Honey Chicken, Vanilla Rice, and Brussel Sprouts

This is one of those recipes that I didn't follow directly (once again). But it still turned out very good. Except for the brussel sprouts. I wasn't a huge fan. Don't know if I'll try those again. In all actuality, I didn't "make" the brussel sprouts; I bought one of those Blue Robin whats-it-called frozen things that you place in the microwave for 5 minutes. They have some very yummy combinations, but I don't think brussel sprouts are my cup of tea.

Honey Chicken

Ingredients:
1/4 cup ginger spice paste (I couldn't find this, so I used my ground ginger spice. Obviously I didn't use a 1/4 cup. I don't remember how much I used, but I think I just sprinkled some in the bowl.)
1/2 teaspoon salt
1/4 teaspoon pepper
1/4 cup flour
1 1 /2 pounds boneless, skinless chicken breasts
1 tablespoon canola oil (I used olive oil)
1/4 cup honey

Directions:
1. Combine ginger paste, salt, and pepper in medium bowl. Place flour on plate; dip chicken in flour until coated and shake off excess. Dip chicken in ginger mixture, coating both sides. Preheat large saute pan on medium-high 2-3 minutes.
2. Place oil in pan; swirl to coat. Add chicken; cook 3-4 minutes on each side or until golden.
3. Reduce heat to medium; cover and cook 5-7 minutes or until internal temp reaches 165 degrees.
4. Slice chicken and drizzle with honey. Serve.

Vanilla Rice

Ingredients:
1 teaspoon canola oil (used Olive Oil)
1 cup basmati rice
1 3/4 cups water
2 teaspoons sugar
1/2 teaspoon pure vanilla extract

Directions:
1. Preheat medium saucepan on medium-high 2-3 minutes.

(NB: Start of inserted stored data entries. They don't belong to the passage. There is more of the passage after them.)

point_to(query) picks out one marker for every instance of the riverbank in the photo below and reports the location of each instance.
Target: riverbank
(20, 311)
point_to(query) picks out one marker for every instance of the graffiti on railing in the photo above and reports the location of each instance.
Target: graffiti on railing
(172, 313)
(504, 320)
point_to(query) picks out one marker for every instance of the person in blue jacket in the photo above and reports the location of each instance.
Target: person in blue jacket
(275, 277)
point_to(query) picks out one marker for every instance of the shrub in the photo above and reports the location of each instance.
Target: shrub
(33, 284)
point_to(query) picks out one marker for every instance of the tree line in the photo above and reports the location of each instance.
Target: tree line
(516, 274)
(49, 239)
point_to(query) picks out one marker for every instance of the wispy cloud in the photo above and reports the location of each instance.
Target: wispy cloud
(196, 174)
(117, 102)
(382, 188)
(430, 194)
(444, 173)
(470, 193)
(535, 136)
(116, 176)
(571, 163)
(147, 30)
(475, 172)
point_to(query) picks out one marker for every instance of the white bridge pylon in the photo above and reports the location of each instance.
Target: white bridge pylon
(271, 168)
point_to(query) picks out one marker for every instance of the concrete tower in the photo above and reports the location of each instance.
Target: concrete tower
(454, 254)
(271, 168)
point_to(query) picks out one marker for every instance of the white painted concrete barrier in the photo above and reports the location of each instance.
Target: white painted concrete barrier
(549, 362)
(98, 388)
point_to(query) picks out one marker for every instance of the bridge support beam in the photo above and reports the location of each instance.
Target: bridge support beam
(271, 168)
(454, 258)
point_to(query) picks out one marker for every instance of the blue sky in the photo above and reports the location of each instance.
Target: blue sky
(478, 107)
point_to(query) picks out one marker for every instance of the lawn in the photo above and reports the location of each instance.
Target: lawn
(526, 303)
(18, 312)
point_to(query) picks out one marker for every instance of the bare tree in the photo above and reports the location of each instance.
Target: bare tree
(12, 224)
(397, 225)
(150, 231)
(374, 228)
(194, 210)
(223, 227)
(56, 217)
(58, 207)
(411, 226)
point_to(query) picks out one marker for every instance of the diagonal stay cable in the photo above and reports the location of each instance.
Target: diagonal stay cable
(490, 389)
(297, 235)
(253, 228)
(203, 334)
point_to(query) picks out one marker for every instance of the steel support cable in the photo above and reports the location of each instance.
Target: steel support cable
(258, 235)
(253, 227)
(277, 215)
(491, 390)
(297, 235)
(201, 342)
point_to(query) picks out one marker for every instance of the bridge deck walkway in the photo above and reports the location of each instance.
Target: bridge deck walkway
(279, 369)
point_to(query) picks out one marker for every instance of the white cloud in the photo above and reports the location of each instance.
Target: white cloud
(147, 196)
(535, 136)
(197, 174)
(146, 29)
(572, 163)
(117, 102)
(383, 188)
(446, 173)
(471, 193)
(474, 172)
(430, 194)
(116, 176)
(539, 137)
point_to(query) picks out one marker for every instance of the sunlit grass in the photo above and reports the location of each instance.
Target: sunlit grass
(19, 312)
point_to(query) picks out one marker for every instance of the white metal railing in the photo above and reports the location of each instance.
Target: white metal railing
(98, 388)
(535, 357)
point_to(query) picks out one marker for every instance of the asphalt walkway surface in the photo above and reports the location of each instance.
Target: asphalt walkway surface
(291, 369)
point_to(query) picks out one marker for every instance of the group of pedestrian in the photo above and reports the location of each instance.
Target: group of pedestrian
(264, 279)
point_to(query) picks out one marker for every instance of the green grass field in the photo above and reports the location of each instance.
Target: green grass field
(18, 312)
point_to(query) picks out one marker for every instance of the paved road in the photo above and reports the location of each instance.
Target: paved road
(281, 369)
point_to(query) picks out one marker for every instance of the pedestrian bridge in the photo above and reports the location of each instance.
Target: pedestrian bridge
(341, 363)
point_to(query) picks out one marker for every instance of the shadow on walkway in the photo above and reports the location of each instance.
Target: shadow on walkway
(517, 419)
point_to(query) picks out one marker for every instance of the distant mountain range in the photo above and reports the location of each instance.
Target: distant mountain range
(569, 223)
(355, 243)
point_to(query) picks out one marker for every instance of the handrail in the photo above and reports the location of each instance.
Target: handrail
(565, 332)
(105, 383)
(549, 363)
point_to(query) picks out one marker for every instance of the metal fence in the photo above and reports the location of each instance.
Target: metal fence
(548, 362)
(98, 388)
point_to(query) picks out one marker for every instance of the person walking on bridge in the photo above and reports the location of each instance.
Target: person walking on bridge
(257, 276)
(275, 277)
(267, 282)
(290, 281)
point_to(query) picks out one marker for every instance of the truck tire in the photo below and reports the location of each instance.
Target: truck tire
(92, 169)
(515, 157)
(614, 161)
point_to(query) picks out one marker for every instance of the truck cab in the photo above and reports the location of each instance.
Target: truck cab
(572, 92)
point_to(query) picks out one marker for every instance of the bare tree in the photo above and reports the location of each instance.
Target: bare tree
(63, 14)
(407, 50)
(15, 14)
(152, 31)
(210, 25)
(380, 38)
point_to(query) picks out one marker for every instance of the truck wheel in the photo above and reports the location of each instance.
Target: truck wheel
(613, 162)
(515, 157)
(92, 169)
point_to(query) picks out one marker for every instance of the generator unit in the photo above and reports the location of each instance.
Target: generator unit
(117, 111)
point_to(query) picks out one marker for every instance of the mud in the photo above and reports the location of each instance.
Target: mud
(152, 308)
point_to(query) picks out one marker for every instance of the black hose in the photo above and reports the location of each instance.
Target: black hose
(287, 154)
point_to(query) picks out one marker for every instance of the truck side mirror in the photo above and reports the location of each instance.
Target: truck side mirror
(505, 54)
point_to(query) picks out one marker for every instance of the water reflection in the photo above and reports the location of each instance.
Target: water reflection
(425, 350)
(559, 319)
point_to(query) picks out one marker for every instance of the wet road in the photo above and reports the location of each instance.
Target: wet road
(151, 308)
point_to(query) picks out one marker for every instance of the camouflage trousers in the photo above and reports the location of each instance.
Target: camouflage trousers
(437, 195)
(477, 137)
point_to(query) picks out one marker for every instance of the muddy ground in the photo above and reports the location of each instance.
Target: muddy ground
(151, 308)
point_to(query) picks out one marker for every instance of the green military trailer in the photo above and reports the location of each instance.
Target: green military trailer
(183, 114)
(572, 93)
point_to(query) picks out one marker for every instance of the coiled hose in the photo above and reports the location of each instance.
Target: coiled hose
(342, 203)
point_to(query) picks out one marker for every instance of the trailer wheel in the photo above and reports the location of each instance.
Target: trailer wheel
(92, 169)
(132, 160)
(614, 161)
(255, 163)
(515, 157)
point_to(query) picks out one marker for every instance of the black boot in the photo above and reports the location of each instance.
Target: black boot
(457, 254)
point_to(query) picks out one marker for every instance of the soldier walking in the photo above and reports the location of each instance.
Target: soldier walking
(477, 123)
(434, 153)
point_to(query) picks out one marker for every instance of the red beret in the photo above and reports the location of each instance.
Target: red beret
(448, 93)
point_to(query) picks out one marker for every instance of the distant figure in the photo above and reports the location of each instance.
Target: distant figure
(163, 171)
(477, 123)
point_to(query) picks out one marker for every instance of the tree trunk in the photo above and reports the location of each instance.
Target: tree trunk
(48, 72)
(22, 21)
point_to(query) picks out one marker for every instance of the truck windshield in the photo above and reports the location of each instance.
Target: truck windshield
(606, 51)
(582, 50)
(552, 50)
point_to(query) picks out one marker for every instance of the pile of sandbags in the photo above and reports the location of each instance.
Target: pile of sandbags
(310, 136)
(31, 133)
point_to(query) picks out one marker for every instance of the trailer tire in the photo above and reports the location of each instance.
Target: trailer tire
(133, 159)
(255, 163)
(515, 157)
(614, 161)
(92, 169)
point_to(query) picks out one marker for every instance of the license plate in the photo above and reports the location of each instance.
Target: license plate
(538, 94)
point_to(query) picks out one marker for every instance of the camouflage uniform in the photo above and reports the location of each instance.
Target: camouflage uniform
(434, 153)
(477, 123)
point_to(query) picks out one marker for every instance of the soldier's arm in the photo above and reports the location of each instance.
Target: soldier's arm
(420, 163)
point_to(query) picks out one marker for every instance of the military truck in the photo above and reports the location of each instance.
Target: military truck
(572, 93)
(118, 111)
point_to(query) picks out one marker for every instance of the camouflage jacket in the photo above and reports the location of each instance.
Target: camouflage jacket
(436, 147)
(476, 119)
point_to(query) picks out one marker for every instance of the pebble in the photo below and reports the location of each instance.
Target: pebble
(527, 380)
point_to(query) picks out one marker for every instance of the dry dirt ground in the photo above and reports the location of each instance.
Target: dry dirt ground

Place oil in pan; swirl to coat. Add rice and cook 1-2 minutes or until rice is coated and thoroughly heated.
2. Stir in water, sugar, and vanilla. Bring to a boil; cover and cook 1 minute, stirring often.
3. Reduce heat to lowest setting and cook 2 minutes (do not sir or remove cover during cooking). Fluff rice with fork and serve.